Course
Dinner
Servings
3-4
Tips & Tricks:
- 🔪 Skip steps with knife if you completed the prep ideas!
- 🥶 Make soup up to step 3b (just before adding kale) and freeze for up to 3 months.
- 🧈 To make this recipe Keto friendly, remove the beans or use these organic black soy beans.
Ingredients:
- 1 (15 oz) can of navy, cannellini, pinto, or kidney beans
- 1 tbsp olive oil
- 1 lb ground sausage such as Italian
- 4 cups of chicken or vegetable stock/broth
- 4 celery stalks
- 2 medium carrots
- 1 small yellow or sweet onion
- 3 tsp of dried rosemary, oregano, basil, or parsley
- 3 cups of curly kale, about 1 bunch
- Salt and pepper to taste
Optional Garnish
- Parmesan (if not dairy free)
- Lemon wedge
Directions:
- 🔪 Veg Prep (can be done up to 3 days ahead)
- Drain and rinse canned beans.
- Slice celery into 1/4 inch half moons.
- Slice carrots into 1/4 inch half moons.
- Small chop onion.
- Remove kale from stem and tear or chop into bite size pieces.
- Saute Time
- Set pressure cooker on saute.
- Add oil.
- Once oil is hot add sausage (removed from casing if you purchased links) and break up with a sturdy spatula.

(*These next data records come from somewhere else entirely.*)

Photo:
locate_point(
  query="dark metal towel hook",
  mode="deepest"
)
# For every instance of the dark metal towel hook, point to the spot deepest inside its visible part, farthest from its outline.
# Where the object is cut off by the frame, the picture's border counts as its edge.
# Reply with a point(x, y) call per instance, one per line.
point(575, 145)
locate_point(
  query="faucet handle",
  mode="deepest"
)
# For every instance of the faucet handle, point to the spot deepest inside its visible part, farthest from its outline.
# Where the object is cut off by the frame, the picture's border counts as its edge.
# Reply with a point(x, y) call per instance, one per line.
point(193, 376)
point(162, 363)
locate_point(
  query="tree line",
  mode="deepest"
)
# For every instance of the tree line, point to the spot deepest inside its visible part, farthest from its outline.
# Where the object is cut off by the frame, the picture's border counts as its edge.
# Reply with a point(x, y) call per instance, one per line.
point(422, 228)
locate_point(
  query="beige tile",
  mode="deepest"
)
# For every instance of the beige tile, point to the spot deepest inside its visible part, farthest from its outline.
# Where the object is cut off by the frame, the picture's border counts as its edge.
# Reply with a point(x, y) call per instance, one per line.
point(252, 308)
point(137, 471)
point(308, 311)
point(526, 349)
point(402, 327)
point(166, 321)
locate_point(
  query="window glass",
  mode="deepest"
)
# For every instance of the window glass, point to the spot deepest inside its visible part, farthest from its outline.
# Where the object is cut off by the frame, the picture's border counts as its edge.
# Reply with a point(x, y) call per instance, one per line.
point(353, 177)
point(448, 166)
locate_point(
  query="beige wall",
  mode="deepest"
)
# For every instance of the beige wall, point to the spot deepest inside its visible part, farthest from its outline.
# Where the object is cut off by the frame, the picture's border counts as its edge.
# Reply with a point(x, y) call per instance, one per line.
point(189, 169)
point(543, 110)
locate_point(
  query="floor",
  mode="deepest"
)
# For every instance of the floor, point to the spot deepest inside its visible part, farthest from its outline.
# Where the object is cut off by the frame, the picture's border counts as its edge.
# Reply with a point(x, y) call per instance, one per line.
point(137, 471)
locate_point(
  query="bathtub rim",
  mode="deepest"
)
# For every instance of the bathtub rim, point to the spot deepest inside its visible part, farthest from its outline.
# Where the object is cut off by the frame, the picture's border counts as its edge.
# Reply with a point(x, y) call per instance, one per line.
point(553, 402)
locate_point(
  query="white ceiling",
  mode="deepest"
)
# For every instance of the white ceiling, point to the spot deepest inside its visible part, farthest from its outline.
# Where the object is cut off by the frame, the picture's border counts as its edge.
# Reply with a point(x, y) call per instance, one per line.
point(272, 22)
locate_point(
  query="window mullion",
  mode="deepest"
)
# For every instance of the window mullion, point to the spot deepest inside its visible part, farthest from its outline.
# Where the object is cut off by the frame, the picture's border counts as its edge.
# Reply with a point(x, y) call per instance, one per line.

- Let the broken up sausage brown on all sides, stirring and flipping occasionally, about 4 minutes.
- Add celery, carrots, and onion and cook for an additional 4 minutes.
- Add drained and rinsed beans, broth/stock, dried herbs, and 2 tsp of salt.
- Stir to combine and close the lid to the pressure cooker.
- Pressure Cook Time
- Close steam vent and set pressure cooked to high pressure for 30 minutes.
- Once time is up, quick release pressure.
- Stir in torn kale and let it sit in the hot soup until softened, about 5 minutes.
- Serve
- Serve in bowls garnished with a squeeze of lemon and a sprinkle of parmesan.
Reheat Options
- Warm soup in a medium pot over medium heat at a simmer for about 5-7 minutes.
- Or microwave for 3-4 minutes, stirring halfway through.